- Promotional poster for Sharkwater
- Directed by: Rob Stewart
- Produced by: Rob Stewart
- Narrated by: Rob Stewart Paul Watson
- Music by: Jeff Rona
- Distributed by: Freestyle Releasing
- Release dates: September 11, 2006 (Toronto International Film Festival); March 23, 2007 (United States);
- Running time: 89 minutes
- Country: Canada
- Language: English

= Sharkwater =

2006 Canadian documentary film on overexploitation of sharks

Sharkwater is a 2006 Canadian documentary film written and directed by Rob Stewart. Helping to protect sharks, changing government policy, and inspiring the creation of shark conservation groups, Sharkwater is considered one of conservation's success stories, resulting in shark finning being banned in over 90 countries. In the film, Stewart documents current attitudes about sharks, and how shark-hunting industries are driving them to extinction.

Sharkwater explores the densest shark hunting populations in the world, exposing the exploitation and corruption of the shark-hunting industry in the marine reserves of Cocos Island, Costa Rica and the Galapagos Islands, Ecuador.

Stewart travels with Paul Watson and his Sea Shepherd Conservation Society ship as they confront shark poachers in Guatemala and Costa Rica.

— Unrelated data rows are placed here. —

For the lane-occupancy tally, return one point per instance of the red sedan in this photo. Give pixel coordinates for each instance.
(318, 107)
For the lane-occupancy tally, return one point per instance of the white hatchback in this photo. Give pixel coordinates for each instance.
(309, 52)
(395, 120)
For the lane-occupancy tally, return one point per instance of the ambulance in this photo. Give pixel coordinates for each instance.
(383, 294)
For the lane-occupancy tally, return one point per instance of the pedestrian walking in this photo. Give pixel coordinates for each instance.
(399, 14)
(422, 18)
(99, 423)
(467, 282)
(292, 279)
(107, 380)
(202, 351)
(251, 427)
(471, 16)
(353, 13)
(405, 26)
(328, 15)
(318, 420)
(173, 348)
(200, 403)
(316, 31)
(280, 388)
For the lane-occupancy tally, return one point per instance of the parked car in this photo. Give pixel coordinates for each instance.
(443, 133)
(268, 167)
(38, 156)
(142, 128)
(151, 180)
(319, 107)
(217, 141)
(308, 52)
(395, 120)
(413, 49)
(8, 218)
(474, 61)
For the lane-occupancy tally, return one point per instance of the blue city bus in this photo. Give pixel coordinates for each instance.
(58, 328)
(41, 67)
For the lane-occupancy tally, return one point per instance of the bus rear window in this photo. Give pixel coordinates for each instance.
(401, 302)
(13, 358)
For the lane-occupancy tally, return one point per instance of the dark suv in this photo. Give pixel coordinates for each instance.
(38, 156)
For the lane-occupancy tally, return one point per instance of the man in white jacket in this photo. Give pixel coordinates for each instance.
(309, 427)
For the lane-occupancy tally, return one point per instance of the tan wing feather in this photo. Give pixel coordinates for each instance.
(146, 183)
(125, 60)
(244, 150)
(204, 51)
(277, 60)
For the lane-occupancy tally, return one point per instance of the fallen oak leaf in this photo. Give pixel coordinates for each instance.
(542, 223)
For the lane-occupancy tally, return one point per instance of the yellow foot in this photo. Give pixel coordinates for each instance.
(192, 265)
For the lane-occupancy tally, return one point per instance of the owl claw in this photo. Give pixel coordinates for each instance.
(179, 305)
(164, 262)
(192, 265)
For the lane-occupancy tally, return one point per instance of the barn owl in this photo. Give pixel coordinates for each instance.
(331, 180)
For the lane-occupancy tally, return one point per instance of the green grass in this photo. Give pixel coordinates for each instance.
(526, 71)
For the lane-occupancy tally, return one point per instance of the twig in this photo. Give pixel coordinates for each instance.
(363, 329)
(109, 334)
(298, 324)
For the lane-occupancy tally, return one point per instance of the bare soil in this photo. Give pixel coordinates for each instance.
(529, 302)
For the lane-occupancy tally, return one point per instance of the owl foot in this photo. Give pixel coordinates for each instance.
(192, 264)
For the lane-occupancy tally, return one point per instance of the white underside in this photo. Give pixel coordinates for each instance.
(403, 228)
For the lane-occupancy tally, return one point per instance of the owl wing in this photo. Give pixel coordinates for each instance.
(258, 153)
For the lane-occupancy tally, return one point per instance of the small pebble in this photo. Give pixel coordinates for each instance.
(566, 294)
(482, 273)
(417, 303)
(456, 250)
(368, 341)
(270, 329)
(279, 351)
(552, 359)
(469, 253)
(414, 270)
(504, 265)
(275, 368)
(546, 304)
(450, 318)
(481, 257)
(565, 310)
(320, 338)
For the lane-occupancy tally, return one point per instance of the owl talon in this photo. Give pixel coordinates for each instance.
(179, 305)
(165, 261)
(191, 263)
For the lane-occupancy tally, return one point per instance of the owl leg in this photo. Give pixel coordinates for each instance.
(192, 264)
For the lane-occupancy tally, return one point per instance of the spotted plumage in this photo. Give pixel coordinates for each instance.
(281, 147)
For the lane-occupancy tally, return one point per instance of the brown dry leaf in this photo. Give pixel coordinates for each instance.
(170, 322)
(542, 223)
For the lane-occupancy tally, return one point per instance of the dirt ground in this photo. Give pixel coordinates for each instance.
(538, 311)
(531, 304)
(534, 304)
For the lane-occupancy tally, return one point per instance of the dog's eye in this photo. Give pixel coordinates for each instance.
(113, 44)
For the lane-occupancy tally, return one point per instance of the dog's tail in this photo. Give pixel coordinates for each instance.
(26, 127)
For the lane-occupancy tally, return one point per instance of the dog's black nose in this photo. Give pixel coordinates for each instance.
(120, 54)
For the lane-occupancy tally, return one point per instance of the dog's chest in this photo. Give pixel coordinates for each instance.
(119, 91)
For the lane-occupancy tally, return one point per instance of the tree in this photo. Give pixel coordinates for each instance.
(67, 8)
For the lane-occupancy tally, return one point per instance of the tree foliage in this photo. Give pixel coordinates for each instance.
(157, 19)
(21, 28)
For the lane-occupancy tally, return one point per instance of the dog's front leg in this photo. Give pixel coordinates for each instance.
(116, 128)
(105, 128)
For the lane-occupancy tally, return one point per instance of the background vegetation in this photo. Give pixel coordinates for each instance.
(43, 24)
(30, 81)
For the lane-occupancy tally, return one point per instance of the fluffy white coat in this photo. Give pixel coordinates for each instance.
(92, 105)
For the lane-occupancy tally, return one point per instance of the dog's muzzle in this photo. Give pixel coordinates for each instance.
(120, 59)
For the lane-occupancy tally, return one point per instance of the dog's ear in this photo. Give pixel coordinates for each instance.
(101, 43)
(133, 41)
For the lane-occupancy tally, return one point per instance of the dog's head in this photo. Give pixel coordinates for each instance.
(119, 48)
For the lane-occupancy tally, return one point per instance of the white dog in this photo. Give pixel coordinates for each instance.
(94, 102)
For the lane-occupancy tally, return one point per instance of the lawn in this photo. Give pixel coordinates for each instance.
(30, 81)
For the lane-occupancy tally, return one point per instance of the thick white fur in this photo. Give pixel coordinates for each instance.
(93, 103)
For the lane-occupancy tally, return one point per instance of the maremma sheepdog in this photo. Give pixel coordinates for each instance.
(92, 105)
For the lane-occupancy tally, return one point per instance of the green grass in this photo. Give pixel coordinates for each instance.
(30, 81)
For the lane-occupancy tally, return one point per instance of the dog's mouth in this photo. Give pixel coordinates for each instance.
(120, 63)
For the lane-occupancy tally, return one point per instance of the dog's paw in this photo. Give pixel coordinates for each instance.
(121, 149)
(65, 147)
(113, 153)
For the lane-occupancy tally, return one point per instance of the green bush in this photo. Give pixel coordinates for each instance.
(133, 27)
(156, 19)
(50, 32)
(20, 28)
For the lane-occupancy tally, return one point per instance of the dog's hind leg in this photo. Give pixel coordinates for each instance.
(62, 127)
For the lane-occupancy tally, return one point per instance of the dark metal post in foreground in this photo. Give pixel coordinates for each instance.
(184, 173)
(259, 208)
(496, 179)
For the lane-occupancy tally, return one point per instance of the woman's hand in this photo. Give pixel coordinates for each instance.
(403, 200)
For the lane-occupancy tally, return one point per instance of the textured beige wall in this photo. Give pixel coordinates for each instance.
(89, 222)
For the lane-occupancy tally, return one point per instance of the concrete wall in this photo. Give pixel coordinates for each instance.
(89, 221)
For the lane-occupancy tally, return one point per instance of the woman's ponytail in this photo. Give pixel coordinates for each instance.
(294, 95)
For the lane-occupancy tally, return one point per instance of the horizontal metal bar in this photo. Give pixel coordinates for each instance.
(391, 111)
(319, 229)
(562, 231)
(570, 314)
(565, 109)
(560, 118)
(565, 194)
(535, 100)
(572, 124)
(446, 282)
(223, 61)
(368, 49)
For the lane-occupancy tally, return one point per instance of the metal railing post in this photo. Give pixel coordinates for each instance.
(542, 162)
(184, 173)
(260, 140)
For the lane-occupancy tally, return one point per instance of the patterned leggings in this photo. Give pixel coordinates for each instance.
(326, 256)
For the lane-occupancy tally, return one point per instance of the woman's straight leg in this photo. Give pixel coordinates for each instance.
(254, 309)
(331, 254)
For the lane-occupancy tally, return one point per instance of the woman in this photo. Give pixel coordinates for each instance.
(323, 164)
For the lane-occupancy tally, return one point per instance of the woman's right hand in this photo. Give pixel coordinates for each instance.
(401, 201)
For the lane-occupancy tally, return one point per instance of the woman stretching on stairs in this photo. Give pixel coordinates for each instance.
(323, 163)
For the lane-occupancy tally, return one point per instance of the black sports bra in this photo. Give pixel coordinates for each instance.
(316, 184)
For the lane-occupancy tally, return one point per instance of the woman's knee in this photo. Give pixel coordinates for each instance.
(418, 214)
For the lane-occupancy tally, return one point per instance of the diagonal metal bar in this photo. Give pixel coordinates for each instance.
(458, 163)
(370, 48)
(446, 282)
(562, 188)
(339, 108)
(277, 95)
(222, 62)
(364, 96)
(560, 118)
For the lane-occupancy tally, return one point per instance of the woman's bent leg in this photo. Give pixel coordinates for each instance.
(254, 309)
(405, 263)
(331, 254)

Among the group's experiences are boat confrontations, poachers, police, corrupt court systems, and eventually murder charges. Also, Stewart states how the increasing demand for shark-fin soup in Asia is fuelling an illegal trade in sharks. His expedition is cut short, however, when he is diagnosed with necrotizing fasciitis, from which he recovers.

Stewart discovers that sharks prevent the overconsumption of plankton by other fish, which moderates climate change. Yet sharks have gone from predator to prey, and while they have survived Earth's mass extinctions, they could be extinct within a few years.

The film has received 31 international awards.

==Sequel==
Stewart was working on a sequel film, Sharkwater Extinction, at the time of his death in January 2017. The film was completed by Team Sharkwater, and premiered at the 2018 Toronto International Film Festival in September. Rob Stewart's Parents, Brian and Sandy Stewart, said "[the] entire team stayed with it, everybody stepped up. We have people from all over the world — cinematographers, filmmakers, really important people — offering to help finish this, and that was really heartwarming."